Gita Savitri dan Perjalanan Cintanya dengan Pria Non-Muslim

Gita Savitri dan Perjalanan Cintanya dengan Pria Non-Muslim

Perjalanan cinta Gitsav dengan pria non-muslim ternyata menjadi jalan untuk lebih mengenal dan mendalami Islam

Gita Savitri dan Perjalanan Cintanya dengan Pria Non-Muslim
foto: kaskus

Nama Gita Savitri tentu tidak asing lagi di telinga para remaja. Gita Savitri merupakan lulusan Kimia Murni di Freie Universität Berlin. Remaja yang biasa dipanggil Gitasav ini dikenal sebagai muslimah kekinian yang inspiratif. Ia menuangkan berbagai opini dan gagasannya melalui blog dan video blognya. Dari blog dan vlognya itulah Gitasav mulai dikenal banyak orang.

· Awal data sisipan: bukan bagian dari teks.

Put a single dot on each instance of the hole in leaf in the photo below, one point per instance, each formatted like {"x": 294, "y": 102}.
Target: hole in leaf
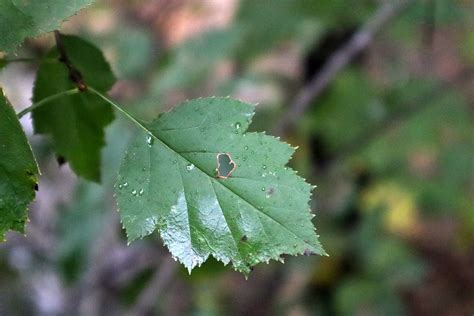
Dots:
{"x": 225, "y": 165}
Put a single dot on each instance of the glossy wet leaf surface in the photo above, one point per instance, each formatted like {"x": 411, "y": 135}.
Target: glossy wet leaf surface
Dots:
{"x": 76, "y": 123}
{"x": 168, "y": 182}
{"x": 18, "y": 171}
{"x": 28, "y": 18}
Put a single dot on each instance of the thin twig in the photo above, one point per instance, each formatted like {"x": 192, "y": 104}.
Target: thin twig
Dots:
{"x": 149, "y": 296}
{"x": 338, "y": 61}
{"x": 74, "y": 74}
{"x": 411, "y": 109}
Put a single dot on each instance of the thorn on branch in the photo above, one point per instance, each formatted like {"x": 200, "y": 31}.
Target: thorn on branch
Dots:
{"x": 74, "y": 74}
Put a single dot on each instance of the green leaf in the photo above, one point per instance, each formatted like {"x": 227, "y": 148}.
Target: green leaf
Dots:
{"x": 18, "y": 171}
{"x": 76, "y": 122}
{"x": 28, "y": 18}
{"x": 167, "y": 181}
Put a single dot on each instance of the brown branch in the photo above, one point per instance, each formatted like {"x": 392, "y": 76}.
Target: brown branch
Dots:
{"x": 338, "y": 61}
{"x": 74, "y": 74}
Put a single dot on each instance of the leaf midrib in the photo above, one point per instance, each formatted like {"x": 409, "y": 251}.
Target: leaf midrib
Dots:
{"x": 144, "y": 127}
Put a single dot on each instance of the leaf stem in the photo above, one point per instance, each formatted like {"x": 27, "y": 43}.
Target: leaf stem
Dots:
{"x": 118, "y": 107}
{"x": 28, "y": 59}
{"x": 46, "y": 100}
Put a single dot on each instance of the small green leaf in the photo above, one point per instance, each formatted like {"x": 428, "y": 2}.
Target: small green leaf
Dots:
{"x": 168, "y": 181}
{"x": 76, "y": 122}
{"x": 18, "y": 171}
{"x": 28, "y": 18}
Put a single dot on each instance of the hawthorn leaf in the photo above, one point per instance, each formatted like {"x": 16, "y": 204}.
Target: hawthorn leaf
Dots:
{"x": 76, "y": 122}
{"x": 18, "y": 171}
{"x": 168, "y": 182}
{"x": 29, "y": 18}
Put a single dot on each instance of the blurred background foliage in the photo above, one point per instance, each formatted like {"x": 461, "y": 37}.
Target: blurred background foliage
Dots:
{"x": 389, "y": 143}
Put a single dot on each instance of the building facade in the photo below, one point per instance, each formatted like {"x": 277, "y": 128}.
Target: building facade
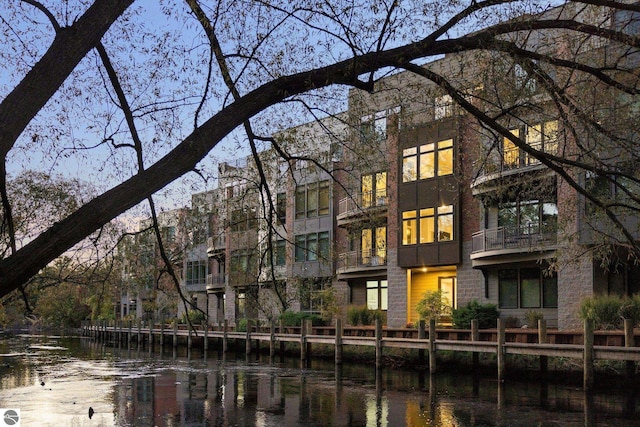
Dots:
{"x": 405, "y": 193}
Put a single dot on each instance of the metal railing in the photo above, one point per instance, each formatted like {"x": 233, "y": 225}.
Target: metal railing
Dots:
{"x": 215, "y": 281}
{"x": 525, "y": 237}
{"x": 355, "y": 260}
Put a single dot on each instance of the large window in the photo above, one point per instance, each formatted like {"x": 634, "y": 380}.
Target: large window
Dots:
{"x": 243, "y": 219}
{"x": 312, "y": 247}
{"x": 374, "y": 127}
{"x": 427, "y": 161}
{"x": 196, "y": 273}
{"x": 374, "y": 245}
{"x": 374, "y": 189}
{"x": 528, "y": 216}
{"x": 527, "y": 288}
{"x": 312, "y": 200}
{"x": 443, "y": 107}
{"x": 541, "y": 137}
{"x": 433, "y": 224}
{"x": 409, "y": 228}
{"x": 377, "y": 295}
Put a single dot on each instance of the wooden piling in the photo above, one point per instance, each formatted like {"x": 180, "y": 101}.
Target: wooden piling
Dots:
{"x": 542, "y": 339}
{"x": 281, "y": 330}
{"x": 500, "y": 351}
{"x": 248, "y": 338}
{"x": 378, "y": 343}
{"x": 338, "y": 343}
{"x": 629, "y": 341}
{"x": 205, "y": 344}
{"x": 175, "y": 333}
{"x": 475, "y": 336}
{"x": 303, "y": 340}
{"x": 272, "y": 338}
{"x": 150, "y": 339}
{"x": 432, "y": 346}
{"x": 588, "y": 355}
{"x": 422, "y": 334}
{"x": 162, "y": 333}
{"x": 225, "y": 336}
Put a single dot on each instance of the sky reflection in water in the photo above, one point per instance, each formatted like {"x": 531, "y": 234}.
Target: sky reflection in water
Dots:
{"x": 54, "y": 381}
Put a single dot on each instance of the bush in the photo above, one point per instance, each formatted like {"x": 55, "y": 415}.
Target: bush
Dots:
{"x": 353, "y": 315}
{"x": 532, "y": 317}
{"x": 195, "y": 316}
{"x": 291, "y": 318}
{"x": 362, "y": 315}
{"x": 608, "y": 311}
{"x": 512, "y": 322}
{"x": 486, "y": 314}
{"x": 433, "y": 305}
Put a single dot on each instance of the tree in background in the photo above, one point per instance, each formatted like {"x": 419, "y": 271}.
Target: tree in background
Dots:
{"x": 259, "y": 65}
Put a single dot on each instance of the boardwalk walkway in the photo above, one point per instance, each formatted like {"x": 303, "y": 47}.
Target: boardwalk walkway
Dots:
{"x": 586, "y": 345}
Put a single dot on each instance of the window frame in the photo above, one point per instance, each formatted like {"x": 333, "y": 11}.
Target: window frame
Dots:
{"x": 413, "y": 220}
{"x": 518, "y": 290}
{"x": 428, "y": 161}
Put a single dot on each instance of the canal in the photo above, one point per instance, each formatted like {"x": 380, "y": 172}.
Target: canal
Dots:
{"x": 56, "y": 381}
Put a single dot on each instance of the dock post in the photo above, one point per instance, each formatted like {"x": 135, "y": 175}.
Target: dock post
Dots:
{"x": 272, "y": 338}
{"x": 175, "y": 333}
{"x": 588, "y": 355}
{"x": 338, "y": 343}
{"x": 475, "y": 336}
{"x": 225, "y": 336}
{"x": 150, "y": 339}
{"x": 542, "y": 339}
{"x": 378, "y": 343}
{"x": 500, "y": 351}
{"x": 303, "y": 340}
{"x": 432, "y": 346}
{"x": 248, "y": 338}
{"x": 281, "y": 331}
{"x": 205, "y": 345}
{"x": 422, "y": 334}
{"x": 629, "y": 342}
{"x": 162, "y": 333}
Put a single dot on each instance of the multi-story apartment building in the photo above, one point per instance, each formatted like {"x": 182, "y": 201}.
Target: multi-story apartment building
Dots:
{"x": 147, "y": 290}
{"x": 405, "y": 193}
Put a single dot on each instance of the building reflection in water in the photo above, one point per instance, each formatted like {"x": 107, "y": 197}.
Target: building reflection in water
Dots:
{"x": 264, "y": 393}
{"x": 179, "y": 388}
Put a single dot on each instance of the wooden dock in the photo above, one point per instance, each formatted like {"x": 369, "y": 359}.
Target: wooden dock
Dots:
{"x": 587, "y": 345}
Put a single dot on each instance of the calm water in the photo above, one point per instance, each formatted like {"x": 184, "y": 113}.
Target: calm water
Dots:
{"x": 54, "y": 381}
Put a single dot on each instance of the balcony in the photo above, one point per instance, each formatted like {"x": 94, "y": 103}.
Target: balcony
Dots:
{"x": 359, "y": 204}
{"x": 501, "y": 241}
{"x": 510, "y": 164}
{"x": 215, "y": 283}
{"x": 362, "y": 262}
{"x": 216, "y": 246}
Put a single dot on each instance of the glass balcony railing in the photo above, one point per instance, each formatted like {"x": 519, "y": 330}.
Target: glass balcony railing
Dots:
{"x": 524, "y": 238}
{"x": 359, "y": 260}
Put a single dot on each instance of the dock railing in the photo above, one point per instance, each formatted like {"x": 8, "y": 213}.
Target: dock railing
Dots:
{"x": 588, "y": 345}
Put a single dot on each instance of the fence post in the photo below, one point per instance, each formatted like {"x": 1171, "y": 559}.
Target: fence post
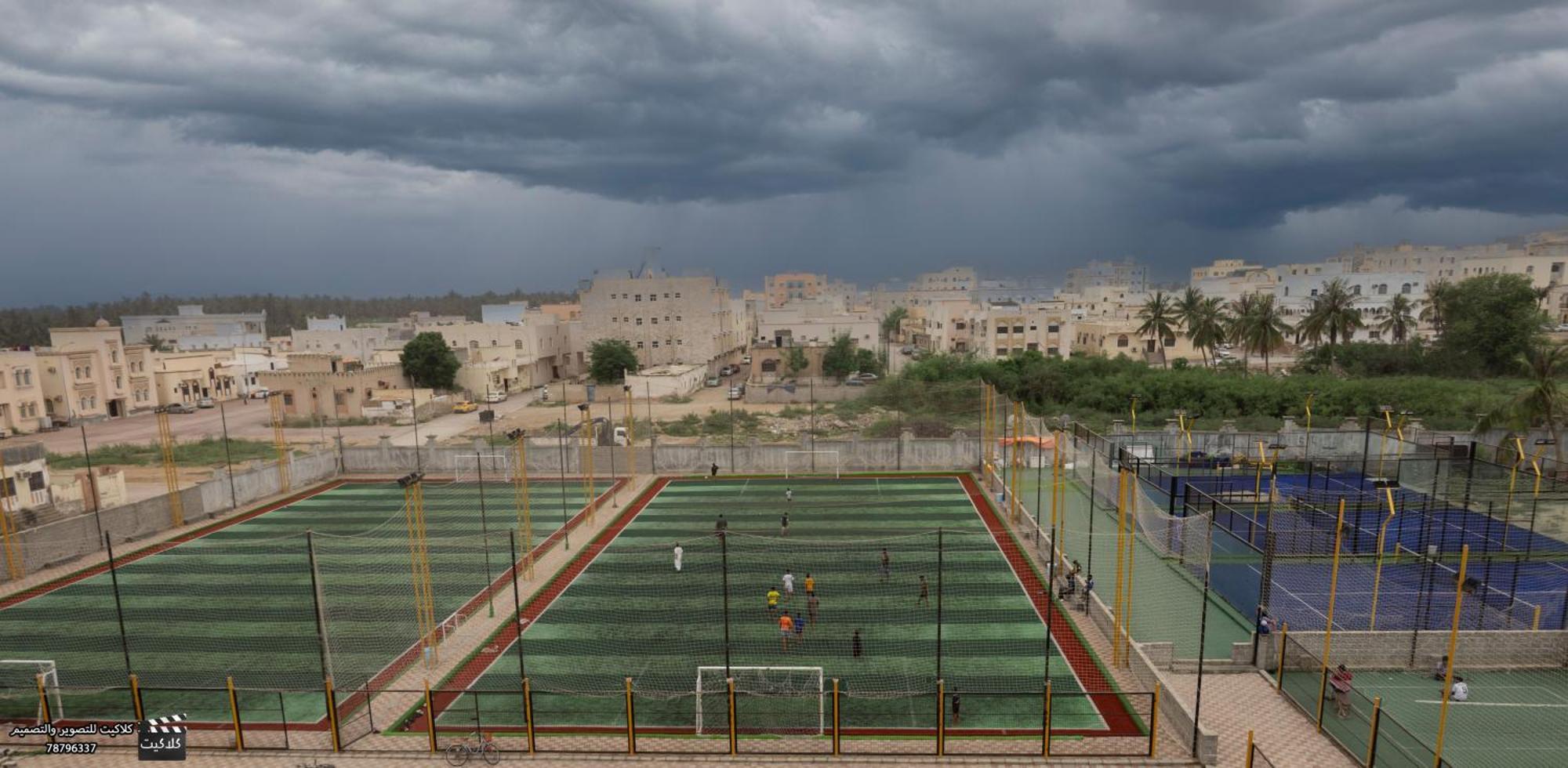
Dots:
{"x": 234, "y": 709}
{"x": 730, "y": 687}
{"x": 1285, "y": 634}
{"x": 1377, "y": 717}
{"x": 430, "y": 720}
{"x": 528, "y": 711}
{"x": 942, "y": 719}
{"x": 1155, "y": 720}
{"x": 1045, "y": 731}
{"x": 136, "y": 697}
{"x": 837, "y": 717}
{"x": 631, "y": 720}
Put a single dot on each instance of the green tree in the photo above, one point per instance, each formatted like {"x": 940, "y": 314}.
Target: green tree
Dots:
{"x": 1160, "y": 322}
{"x": 429, "y": 363}
{"x": 1490, "y": 324}
{"x": 1334, "y": 316}
{"x": 840, "y": 361}
{"x": 1399, "y": 319}
{"x": 611, "y": 360}
{"x": 1261, "y": 328}
{"x": 796, "y": 361}
{"x": 1542, "y": 402}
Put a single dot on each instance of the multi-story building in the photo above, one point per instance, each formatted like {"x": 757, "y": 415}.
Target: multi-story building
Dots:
{"x": 328, "y": 386}
{"x": 21, "y": 394}
{"x": 1122, "y": 275}
{"x": 191, "y": 328}
{"x": 666, "y": 319}
{"x": 357, "y": 344}
{"x": 786, "y": 288}
{"x": 85, "y": 374}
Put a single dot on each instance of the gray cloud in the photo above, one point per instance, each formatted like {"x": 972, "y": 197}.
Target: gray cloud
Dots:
{"x": 1018, "y": 131}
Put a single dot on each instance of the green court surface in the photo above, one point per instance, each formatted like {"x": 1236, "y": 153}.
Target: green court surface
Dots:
{"x": 631, "y": 615}
{"x": 1167, "y": 598}
{"x": 239, "y": 603}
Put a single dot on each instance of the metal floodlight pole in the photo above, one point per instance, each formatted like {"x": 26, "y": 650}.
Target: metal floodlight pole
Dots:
{"x": 490, "y": 593}
{"x": 567, "y": 532}
{"x": 120, "y": 610}
{"x": 98, "y": 505}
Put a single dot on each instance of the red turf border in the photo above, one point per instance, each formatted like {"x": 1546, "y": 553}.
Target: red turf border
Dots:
{"x": 1119, "y": 720}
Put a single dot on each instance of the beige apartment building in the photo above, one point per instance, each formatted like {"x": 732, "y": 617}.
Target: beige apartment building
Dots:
{"x": 87, "y": 374}
{"x": 328, "y": 386}
{"x": 667, "y": 321}
{"x": 786, "y": 288}
{"x": 21, "y": 394}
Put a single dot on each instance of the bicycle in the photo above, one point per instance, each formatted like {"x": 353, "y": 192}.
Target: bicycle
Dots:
{"x": 479, "y": 744}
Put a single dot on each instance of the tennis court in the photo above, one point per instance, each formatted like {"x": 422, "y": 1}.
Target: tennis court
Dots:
{"x": 631, "y": 615}
{"x": 238, "y": 601}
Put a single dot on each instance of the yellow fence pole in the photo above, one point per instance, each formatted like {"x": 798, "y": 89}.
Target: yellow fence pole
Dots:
{"x": 1285, "y": 634}
{"x": 1377, "y": 574}
{"x": 1448, "y": 675}
{"x": 1373, "y": 728}
{"x": 234, "y": 712}
{"x": 430, "y": 719}
{"x": 136, "y": 697}
{"x": 631, "y": 720}
{"x": 837, "y": 717}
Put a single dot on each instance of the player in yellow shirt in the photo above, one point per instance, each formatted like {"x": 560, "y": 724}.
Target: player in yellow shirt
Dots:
{"x": 786, "y": 631}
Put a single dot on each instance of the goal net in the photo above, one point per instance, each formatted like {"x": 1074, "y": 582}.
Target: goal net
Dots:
{"x": 822, "y": 463}
{"x": 769, "y": 700}
{"x": 20, "y": 690}
{"x": 496, "y": 468}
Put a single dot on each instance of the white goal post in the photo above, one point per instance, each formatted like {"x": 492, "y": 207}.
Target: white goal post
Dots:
{"x": 802, "y": 684}
{"x": 20, "y": 681}
{"x": 804, "y": 463}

Mampu menempuh pendidikan di salah satu universitas paling bergensi di Jerman tentu saja membuat hidup Gita terlihat sempurna. Namun kenyataannya, kebahagiaan tidak dapat diukur dengan pencapaian yang diraih. Gitasav justru merasakan kekosongan melanda hidupnya, berbagai problematika juga datang menghantuinya. Terlebih ketika ia dibuat galau hubungannya dengan seorang pria yang bernama Paulus.

Gita sadar bahwa hubungan dengan Paulus yang berbeda agama dengannya hanya akan berakhir sia-sia. Selama satu tahun Gita mencoba berdiskusi dengan Paul tentang agama, namun tidak ada perubahan yang berarti. Hingga suatu hari Gita disadarkan dengan firman Allah Swt dalam surah al-Qashas ayat 56:

إِنَّكَ لاَ تَهْدِى مَنْ أَحْبَبْتَ وَلكِنَّ اللهَ يَهْدِى مَنْ يَشَاءُ وَهُوَ أَعْلَمُ بِالمُهْتَدِيْنَ

“Sesungguhnya engkau tidak dapat memberi petunjuk kepada orang yang engkau cintai, melainkan Allahlah yang memberi petunjuk kepada siapa saja yang dikehendaki-Nya, dan Allah lebih mengetahui orang-orang yang mau menerima petunjuk”

Firman itu terasa seperti tamparan baginya. Ia pun akhirnya berpasrah diri kepada Allah. Jika Paul memang tidak diberi hidayah, maka itu memang sudah jalannya. Gita pun sudah ikhlas kalaupun Paul bukan jodohnya.

Namun siapa yang menyangka hati Paulus kemudian luluh. Suatu ketika Paulus mendapat musibah, ia bahkan dilanda keraguan akan agamanya. Hingga suatu hari Paulus akhirnya memutuskan untuk masuk Islam.

Setelah masuk Islam, permasalahan Paulus bukan berakhir tetapi justru semakin bertambah. Dimulai dari tekanan dari keluarga dan teman-temannya hingga keadaan ekonomi yang semakin memburuk.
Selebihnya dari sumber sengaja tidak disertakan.